Even before the World Health Organization (WHO) declared COVID-19 a global pandemic on March 11, International Medical Corps had been assisting Libya’s National Center for Disease Control (NCDC) to fill gaps in its capacity. Among those gaps was the agency’s inexperience in responding to a major healthcare crisis, especially one involving new and emerging infectious diseases.
Although Libyan authorities had already created several locally based rapid response teams (RRTs) to face such a disaster, the teams had received little or no recent training. Given that training is a core strength of International Medical Corps, the two organizations quickly decided to put together a course focused on COVID-19. Since then, International Medical Corps has begun providing training to health workers serving on those teams that operate in large municipalities, such as Tripoli, as well as in smaller towns in more remote areas, including Sabha and Albawanis to the south, and Nalut and Zintan in the Nafusa Mountains to the east of the capital.
Each RRT includes four or five skilled health workers, including a physician, a surveillance officer, a medical technician, a data entry officer and, in some cases, an epidemiologist.
“So far, we have trained nearly 20 of these teams plus our own staff,” notes Muhanned Elshames, a physician and one of five medical coordinators on the International Medical Corps staff based in Tripoli.

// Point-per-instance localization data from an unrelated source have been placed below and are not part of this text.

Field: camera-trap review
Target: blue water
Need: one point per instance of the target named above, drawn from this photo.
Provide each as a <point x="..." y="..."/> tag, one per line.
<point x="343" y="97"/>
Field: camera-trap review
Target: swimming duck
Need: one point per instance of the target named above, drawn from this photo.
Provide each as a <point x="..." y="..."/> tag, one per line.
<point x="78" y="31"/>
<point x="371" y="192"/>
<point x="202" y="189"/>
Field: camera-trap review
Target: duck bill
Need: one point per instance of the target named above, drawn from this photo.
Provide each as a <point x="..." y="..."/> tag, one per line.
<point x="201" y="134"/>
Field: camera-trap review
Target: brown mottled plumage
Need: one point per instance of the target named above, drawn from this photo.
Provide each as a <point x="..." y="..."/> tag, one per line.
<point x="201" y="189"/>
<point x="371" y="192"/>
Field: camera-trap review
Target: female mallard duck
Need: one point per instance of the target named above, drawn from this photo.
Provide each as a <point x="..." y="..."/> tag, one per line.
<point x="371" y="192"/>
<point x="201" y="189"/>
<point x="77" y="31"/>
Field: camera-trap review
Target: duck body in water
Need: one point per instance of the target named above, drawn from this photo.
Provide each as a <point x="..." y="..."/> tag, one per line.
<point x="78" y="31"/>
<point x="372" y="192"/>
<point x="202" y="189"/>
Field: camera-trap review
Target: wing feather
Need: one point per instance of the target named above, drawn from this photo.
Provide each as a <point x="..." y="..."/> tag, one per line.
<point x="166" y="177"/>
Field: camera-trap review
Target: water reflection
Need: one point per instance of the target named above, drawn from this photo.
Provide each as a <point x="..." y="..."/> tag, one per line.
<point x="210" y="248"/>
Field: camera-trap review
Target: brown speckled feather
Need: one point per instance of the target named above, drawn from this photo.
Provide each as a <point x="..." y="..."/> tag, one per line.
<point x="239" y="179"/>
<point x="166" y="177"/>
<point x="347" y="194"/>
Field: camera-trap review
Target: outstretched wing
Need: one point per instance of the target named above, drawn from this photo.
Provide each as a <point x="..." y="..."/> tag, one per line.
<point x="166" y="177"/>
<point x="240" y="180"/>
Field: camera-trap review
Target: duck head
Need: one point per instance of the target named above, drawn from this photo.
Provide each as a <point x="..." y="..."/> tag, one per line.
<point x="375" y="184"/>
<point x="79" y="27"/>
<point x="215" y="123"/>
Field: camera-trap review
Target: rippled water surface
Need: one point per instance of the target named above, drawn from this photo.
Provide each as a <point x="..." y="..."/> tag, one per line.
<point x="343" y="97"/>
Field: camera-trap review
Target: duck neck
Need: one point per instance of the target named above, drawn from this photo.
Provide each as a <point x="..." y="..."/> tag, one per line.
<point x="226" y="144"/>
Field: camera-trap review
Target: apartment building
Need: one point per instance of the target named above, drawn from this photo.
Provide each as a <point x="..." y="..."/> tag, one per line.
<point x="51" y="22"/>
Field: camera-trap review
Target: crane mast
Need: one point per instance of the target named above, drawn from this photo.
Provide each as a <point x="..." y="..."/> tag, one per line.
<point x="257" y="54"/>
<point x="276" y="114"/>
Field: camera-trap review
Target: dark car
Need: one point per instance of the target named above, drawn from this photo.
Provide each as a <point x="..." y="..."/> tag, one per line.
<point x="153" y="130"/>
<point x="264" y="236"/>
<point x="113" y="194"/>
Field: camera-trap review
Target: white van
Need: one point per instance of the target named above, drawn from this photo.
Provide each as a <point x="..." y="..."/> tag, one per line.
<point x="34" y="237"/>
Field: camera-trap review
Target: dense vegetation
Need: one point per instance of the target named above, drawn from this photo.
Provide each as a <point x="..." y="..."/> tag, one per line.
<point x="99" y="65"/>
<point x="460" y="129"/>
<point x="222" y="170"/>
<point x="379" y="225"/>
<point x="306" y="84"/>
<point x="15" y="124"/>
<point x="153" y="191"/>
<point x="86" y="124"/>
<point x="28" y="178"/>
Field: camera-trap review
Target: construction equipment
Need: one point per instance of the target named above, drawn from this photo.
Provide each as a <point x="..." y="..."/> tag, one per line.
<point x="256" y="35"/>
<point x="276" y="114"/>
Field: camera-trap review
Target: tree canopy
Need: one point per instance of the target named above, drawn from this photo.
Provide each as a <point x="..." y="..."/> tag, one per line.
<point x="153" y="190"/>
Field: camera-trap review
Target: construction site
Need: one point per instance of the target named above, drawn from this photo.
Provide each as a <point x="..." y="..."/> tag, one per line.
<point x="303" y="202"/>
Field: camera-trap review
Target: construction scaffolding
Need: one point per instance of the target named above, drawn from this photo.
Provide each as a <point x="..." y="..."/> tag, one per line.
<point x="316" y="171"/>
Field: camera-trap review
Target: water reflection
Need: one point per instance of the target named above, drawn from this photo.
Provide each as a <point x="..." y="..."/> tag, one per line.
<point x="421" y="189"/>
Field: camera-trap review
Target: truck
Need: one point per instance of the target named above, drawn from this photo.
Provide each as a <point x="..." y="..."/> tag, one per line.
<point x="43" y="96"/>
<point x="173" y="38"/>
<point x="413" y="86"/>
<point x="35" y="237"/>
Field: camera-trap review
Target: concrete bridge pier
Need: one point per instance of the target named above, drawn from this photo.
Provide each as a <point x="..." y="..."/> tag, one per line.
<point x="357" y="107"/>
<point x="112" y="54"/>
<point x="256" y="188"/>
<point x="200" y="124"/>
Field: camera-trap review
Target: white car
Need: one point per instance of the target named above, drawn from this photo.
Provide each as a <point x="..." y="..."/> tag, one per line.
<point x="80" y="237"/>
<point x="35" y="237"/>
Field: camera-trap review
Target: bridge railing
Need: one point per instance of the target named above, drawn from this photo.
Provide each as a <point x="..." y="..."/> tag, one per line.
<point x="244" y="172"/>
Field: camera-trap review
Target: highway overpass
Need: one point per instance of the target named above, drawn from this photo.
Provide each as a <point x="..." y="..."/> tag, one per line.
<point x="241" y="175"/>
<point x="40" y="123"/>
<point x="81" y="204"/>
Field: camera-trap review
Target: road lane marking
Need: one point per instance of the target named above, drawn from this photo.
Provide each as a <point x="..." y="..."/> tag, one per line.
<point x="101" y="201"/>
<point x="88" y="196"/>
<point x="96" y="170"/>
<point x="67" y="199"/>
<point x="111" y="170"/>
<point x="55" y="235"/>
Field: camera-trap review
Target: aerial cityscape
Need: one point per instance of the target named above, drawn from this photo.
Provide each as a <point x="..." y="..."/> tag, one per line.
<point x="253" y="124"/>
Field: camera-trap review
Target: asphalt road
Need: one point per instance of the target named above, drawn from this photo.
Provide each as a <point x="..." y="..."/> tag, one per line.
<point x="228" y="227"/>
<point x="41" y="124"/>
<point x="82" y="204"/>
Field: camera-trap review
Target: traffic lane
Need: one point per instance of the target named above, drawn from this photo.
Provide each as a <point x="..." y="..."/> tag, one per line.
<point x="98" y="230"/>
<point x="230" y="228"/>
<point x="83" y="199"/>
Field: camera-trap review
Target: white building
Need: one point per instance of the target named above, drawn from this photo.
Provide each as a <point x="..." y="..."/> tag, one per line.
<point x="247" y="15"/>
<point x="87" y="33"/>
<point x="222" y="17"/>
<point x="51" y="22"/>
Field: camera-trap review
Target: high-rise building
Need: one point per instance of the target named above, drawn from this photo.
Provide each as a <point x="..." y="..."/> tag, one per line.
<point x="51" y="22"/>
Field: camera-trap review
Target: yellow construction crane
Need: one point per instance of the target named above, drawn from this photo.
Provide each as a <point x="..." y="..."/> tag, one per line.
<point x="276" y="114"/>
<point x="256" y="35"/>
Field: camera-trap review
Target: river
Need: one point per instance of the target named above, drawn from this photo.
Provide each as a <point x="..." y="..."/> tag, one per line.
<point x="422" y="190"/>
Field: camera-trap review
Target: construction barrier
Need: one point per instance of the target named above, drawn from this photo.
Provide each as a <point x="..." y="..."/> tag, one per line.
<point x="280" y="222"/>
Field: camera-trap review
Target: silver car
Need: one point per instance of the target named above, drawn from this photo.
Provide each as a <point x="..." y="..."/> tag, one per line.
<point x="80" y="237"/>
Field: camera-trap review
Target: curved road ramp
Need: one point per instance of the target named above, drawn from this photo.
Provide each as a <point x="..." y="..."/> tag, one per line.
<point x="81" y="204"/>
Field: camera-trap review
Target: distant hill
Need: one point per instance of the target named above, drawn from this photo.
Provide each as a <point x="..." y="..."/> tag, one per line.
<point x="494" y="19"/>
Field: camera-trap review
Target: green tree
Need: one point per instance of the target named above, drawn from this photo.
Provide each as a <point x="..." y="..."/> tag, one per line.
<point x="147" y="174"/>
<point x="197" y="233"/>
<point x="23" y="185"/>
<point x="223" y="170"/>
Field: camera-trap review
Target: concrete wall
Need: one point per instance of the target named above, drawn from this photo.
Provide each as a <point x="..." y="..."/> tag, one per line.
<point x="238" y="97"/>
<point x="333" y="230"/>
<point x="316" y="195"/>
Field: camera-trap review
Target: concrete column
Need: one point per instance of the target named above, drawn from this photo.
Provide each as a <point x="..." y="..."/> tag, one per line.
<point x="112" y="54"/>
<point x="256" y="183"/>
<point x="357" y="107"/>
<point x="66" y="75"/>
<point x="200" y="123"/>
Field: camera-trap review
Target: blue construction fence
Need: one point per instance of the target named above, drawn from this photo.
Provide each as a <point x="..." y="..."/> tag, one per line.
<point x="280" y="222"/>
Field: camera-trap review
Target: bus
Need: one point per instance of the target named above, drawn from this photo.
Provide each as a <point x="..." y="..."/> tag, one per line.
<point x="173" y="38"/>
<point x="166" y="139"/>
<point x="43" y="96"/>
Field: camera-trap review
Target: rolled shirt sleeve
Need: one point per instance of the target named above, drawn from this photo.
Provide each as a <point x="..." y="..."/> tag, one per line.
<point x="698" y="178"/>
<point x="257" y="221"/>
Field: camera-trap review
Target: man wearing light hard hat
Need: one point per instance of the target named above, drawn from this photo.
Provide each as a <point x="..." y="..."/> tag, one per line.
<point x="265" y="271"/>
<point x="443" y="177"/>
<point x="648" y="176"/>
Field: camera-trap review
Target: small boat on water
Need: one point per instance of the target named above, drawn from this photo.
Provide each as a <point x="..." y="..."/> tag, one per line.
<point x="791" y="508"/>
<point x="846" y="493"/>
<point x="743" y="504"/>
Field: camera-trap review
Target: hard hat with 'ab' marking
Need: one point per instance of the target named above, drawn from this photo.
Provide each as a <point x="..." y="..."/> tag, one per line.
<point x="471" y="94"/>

“Using updated WHO-approved procedures, we focus on triaging possible COVID-19 patients, as well as how to approach a case and how to use personal protective equipment (PPE) to keep them and others safe. We also train them on how to collect samples, then how to transport them to Libya’s only reference laboratory equipped to identify the coronavirus. Located in Tripoli, the lab uses the internationally approved technology known as polymerase chain reaction—PCR—that magnifies the virus’s genetic material if it is present.”
To strengthen the capacity of the RRTs, International Medical Corps has also trained and equipped four physicians and a nurse for an additional response team that will be based at the NCDC in Tripoli. Despite these achievements, however, resources to support these teams remain a significant challenge. For example, though some response teams have an ambulance to transport patients to health facilities for triage and possible treatment, others must rely on their own privately owned vehicles.
“There has been some improvement,” Elshames says, noting that the NCDC has provided access to appropriate transportation to more—but not all—response teams. “They still lack the resources they need. Even so, we’re hoping support from the government will grow.”
He notes that one of the biggest challenges International Medical Corps faces in strengthening Libya’s response to COVID-19 is finding adequate supplies of good-quality PPE for the Libyan RRTs we support as well as our own staff.
“In the local markets, the quality has been so poor that we’ve had to return much of what we’ve purchased, while the prices are now very high,” he explains. “An N95 mask worn by a health worker dealing with a suspected case cost $2 a few months ago. Today, we have to pay $15 to $20 for that same mask.”
Because the pandemic has forced the closure of many government and privately-owned health facilities in Libya that normally treat those struggling with chronic but non-communicable conditions such as diabetes, asthma or hypertension, International Medical Corps has worked to fill that gap by setting aside space for such patients in primary healthcare clinics it supports. Still, even here our staff must carry their PPE with them in case a suspected COVID-19 case should walk in.